With option a), I'd be concerned about bloating the Customer object will data that is only required for a single specific use case, and it seems sensible to me to only grab the data required when it's actually required.

This is a hypothetical situation, I'm trying to understand how to apply domain driven design.

Best Answer

Your understanding of the problem in terms of DDD is being obfuscated by your focus on your data model (database) instead of the behavior of the system (domain).

To reiterate, the purpose of DDD is to model the behavior of a system such that the result is a useful abstraction of its functional requirements. What the above means is that a properly designed domain is modeled according to the behavior of the system, not the data. The single biggest pitfall developers run into when embarking on DDD is to start by using a data model as a domain model, because the data is hardly ever a good starting point when trying to model a system’s functional requirements.

What does the above mean? It means that you need to slice up your data model vertically according to behavior. In practical terms, it means that it is unlikely that there will be a domain entity named Customer. The reason is because Customer doesn’t denote much behavior and likely contains too much knowledge. What do your Customers do? Buy things? Buyer. View things (this one’s for you)? Viewer. Manage a website account? AccountManager. You get the idea.
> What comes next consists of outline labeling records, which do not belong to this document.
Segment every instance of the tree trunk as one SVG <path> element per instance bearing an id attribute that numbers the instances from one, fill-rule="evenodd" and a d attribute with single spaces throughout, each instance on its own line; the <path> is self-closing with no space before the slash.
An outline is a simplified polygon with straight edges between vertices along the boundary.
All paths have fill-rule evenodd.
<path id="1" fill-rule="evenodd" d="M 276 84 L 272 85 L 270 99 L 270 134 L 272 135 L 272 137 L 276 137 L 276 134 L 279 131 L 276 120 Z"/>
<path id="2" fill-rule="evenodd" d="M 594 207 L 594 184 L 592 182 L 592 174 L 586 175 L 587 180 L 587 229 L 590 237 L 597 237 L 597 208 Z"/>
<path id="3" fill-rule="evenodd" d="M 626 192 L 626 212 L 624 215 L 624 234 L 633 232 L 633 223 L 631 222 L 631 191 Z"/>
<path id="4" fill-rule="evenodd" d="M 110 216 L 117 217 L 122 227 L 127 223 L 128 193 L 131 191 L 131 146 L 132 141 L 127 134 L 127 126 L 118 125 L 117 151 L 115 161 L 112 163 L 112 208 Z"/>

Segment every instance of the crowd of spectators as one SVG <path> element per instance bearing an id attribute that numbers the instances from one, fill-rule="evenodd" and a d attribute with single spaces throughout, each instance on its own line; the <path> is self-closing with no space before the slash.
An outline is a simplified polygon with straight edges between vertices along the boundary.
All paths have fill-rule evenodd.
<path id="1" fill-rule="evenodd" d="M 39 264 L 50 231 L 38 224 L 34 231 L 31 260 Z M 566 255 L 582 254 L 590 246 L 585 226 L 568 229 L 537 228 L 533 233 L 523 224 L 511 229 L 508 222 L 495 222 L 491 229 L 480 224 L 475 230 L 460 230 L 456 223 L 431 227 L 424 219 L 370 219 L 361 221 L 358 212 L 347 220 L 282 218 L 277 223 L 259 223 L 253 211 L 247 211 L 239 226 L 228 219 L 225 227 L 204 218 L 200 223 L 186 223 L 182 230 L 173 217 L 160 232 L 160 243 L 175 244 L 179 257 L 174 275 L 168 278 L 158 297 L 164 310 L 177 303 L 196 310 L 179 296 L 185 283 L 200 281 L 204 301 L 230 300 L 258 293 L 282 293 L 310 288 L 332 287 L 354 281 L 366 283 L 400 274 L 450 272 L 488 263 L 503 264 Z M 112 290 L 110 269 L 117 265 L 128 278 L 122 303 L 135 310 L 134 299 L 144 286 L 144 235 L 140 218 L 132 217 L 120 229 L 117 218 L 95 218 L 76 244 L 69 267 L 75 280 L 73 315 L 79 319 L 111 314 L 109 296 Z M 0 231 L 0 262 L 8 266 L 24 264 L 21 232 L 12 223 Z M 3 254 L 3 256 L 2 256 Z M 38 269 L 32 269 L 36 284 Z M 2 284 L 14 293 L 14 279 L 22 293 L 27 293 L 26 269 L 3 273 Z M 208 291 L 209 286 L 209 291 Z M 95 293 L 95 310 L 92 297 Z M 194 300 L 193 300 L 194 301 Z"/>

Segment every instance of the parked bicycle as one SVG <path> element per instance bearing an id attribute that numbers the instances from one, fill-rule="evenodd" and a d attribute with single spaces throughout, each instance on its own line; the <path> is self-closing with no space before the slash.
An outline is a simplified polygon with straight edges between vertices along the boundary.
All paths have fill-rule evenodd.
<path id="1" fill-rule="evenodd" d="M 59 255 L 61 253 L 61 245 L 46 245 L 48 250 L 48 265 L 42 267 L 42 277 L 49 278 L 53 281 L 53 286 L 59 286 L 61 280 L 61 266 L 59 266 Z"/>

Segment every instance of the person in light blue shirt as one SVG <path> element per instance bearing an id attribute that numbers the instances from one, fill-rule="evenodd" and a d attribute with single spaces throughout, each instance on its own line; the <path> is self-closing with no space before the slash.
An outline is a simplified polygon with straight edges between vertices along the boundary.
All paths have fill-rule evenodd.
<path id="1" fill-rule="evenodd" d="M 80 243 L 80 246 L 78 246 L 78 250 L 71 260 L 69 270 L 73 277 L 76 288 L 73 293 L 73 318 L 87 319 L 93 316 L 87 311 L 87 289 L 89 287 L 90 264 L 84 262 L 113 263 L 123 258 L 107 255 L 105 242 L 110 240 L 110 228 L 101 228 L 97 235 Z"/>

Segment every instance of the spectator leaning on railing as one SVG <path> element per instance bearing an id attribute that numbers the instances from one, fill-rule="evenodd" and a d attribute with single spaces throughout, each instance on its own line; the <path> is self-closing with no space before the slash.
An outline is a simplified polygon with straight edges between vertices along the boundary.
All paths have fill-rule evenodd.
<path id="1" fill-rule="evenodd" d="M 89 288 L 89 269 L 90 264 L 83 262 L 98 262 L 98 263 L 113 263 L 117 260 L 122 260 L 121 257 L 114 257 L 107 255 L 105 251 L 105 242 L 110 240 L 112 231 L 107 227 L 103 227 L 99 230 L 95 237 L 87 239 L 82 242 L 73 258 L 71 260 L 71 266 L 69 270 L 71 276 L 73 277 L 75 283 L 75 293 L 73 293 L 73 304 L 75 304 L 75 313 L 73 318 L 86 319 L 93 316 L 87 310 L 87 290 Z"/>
The point is that the properties of the above domain entities do not necessarily map directly to a single database table (and in some cases use fields from the same table). Each Buyer might have a collection of previous OrderReceipts. Each Viewer has a collection of Screenings containing details like MovieId, Location, Datetime, DeviceId, etc for each time they watched something. And AccountManager might have Username and Password. And ALL of the above might have the same CustomerId.

The most important thing to understand about the above entities is that each one represents the single and unambiguous authority responsible for protecting invariants that may apply to the data for which it holds. Follow that rule and you are golden.

In your case, a Viewer is just an aggregate responsible for protecting your viewership rules. It contains just enough extra data necessary to enforce your business rules. In this case a collection of Screening value objects from the last month (or maybe even less data ScreeningCount). Does that make sense?